The prospect of fighting out an issue in court is intimidating for most people; and that’s understandable. The average person is not used to going to court, working in legal jargon or being spoken to by an attorney. Fortunately, court is not always required. In many instances a complaint can be settled via mediation.
In mediation, the parties involved meet with a neutral third party – the mediator – and try to resolve their problem through negotiation. The mediator is there purely to facilitate productive discussion. They are not a judge and they do not advocate for one side or the other.
There are several reasons individuals may choose to pursue mediation ove litigation. There are also a few reasons they may not. These are among the most common:
Pros of mediation
Quicker – A court date can be scheduled out weeks, months or longer, and may take multiple sessions. Mediation can foster resolution in a single session, in many cases, and the meetings can be held as soon as the involved parties’ schedules allow.
Cheaper – There are no shortage of costs in litigation. Since mediation is a negotiation between two people, there are no court fees, attorney fees or other costs that come with court.
Private – Where court proceedings are matters of public record, what happens during mediation remains sealed. This is a valuable aspect when business or exceptionally personal matters are being hashed out.
Creative solutions – The law can be quite rigid in its verdicts. The parties involved in mediation have quite a bit more freedom when they decide their resolutions. Few restrictions means unique outcomes that would probably not be considered in court.

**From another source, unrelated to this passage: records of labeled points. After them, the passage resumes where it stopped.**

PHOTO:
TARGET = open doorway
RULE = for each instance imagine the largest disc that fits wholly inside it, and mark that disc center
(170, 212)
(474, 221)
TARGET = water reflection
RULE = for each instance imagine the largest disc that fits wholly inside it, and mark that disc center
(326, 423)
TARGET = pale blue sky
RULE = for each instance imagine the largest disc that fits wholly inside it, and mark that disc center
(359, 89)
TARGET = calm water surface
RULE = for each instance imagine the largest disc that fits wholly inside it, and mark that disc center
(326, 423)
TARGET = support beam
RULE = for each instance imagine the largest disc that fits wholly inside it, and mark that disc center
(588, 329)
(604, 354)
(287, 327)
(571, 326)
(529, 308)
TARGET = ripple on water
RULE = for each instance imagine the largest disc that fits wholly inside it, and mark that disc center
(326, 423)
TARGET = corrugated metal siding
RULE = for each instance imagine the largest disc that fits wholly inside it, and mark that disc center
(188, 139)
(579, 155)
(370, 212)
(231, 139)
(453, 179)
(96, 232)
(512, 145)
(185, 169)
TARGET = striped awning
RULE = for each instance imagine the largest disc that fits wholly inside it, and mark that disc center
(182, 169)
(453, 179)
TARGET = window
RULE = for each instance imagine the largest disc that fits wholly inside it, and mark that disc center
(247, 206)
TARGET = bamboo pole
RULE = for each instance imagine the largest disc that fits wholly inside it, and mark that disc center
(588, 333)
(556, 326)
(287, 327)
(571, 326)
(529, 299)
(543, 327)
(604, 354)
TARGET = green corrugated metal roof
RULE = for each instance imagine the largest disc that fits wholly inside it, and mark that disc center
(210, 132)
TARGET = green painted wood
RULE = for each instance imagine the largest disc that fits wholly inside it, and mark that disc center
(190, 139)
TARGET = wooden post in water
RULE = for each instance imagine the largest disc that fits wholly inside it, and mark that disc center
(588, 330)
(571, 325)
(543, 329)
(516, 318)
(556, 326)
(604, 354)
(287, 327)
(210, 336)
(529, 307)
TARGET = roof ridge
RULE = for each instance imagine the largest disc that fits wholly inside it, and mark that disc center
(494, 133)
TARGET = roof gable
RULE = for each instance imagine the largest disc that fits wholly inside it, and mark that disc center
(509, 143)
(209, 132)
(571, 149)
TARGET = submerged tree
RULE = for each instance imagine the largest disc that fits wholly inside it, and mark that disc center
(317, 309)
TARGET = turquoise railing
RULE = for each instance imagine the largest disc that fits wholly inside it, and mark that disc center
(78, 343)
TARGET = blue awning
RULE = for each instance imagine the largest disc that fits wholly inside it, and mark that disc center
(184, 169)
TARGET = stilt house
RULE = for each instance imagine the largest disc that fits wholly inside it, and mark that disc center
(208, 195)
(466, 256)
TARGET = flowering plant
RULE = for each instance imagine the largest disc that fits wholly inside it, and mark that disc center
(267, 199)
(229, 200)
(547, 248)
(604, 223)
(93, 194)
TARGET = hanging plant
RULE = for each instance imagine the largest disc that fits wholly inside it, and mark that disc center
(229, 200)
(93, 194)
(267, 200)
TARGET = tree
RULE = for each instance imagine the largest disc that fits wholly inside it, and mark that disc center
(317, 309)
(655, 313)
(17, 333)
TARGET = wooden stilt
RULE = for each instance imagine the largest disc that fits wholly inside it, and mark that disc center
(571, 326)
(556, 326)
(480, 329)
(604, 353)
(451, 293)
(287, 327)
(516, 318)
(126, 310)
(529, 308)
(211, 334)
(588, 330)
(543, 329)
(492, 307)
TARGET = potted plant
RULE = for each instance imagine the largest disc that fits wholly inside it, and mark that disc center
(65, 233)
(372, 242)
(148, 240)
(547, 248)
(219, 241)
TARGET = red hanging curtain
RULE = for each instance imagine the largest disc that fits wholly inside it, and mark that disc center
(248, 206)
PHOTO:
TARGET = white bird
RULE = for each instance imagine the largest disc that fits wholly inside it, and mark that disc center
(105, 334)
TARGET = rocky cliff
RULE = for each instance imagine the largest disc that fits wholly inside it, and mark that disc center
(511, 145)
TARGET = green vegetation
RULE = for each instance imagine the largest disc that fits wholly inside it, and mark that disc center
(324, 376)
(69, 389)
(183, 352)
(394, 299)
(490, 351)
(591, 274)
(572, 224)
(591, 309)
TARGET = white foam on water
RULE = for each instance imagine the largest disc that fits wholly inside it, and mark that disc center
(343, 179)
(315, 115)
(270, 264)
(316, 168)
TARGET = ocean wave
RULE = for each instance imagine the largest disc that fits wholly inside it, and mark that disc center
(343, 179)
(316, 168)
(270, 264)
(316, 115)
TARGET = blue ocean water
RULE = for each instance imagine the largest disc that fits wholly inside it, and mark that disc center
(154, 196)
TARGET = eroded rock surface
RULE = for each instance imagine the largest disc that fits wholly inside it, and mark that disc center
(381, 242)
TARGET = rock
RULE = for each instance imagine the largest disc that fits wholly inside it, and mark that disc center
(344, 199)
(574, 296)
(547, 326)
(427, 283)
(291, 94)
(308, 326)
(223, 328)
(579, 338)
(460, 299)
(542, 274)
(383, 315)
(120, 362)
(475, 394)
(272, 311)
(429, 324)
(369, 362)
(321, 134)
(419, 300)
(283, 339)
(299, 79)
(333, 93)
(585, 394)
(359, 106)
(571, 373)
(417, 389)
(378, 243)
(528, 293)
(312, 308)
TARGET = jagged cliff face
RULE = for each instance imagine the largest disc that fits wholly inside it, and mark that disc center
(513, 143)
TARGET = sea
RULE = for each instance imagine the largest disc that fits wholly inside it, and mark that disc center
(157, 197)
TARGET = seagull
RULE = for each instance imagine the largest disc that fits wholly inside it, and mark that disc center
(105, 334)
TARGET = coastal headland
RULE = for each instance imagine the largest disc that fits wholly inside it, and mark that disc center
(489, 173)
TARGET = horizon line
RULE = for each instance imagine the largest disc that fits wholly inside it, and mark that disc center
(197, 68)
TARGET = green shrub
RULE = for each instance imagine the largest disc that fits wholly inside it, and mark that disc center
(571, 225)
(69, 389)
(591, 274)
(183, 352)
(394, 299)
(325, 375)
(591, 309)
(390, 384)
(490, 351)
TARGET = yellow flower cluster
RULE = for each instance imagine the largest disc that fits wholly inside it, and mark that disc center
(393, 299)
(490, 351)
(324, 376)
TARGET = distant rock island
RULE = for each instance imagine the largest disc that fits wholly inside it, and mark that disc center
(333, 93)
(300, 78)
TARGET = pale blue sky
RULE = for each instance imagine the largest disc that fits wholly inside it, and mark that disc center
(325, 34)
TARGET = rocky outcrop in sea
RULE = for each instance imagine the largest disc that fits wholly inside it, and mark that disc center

Collaborative – As stated above, mediation is a collaboration between parties. They hear each other out and find resolution themselves with the facilitation of the mediator. This can help preserve relationships down the road.
Cons of mediation
Collaborative – While this is a pro for some, it is a con for others. Sometimes involved parties are simply unable to constructively, or even civilly, negotiate with each other. This is often a factor in hotly contested divorces or high stakes business matters.
Enforceability – When an agreement is met by the parties, the mediator will draft the terms in writing. Unfortunately, if one party violates the terms, there may be little that can be done. A breach of contract is likely to be the hardest penalty the violator will face, otherwise additional mediation would be an option.
Negotiations drag – While it is true that mediation can resolve issues in as little as one meeting, sometimes parties will not waver in negotiations. When this happens, it can make mediation drag on.
Two-way resolution – Mediation works best when each party is willing to give something up to receive what they want. This is hard contrast to a court case which can yield a large resolution to one party and nothing to the other.
There are several things an individual must consider before taking a matter to court. Mediation can be a powerful tool to help all involved get through a difficult period, but it comes with certain draw backs. Consider your options and pursue what works best for you.